NYC Datascape: Help

Methodology

All distance, area, containment, intersection, and bounding box calculations are PostGIS queries via Cartodb API (which is super freaking awesome and without which this project would have been impossible in the allotted time. Very special thanks to Andrew @ Vizzuality for personal help).

The mesh is based on 2000 census tract shape files:

http://nycopendata.socrata.com/Government/2000-Census-Blocks-Tracts-GIS-2000-Census-Tracts/zj6d-mjsz

Several of the calculations "fit" 2010 data into the 2000 tracts using the 2010 census tract relationship files:

http://www.census.gov/geo/www/2010census/tract_rel/tract_rel.html

We considered using the even finer "block" level data but tract turned out to be the best compromise between performance and fineness of mesh. Tracts have the additional advantage of being an atomic query concept for the StreetEasy API (discussed later).

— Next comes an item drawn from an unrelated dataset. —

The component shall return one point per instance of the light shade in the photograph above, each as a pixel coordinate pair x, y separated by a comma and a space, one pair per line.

The neighborhood names are hand-adapted from this census information, which is rather subjective. This page was very helpful:

http://www.nyc.gov/html/dcp/pdf/neighbor/neighbor.pdf

Some tracts are not fine enough to map well to neighborhoods. For example, neighborhoods of DUMBO and Vinegar Hill are both contained in the same tract, which I (arbitrarily) named "DUMBO."

We used the excellent NHGIS system to browse and retrieve census data.

https://www.nhgis.org/

The census tract polygons are rendered using the Google Earth API.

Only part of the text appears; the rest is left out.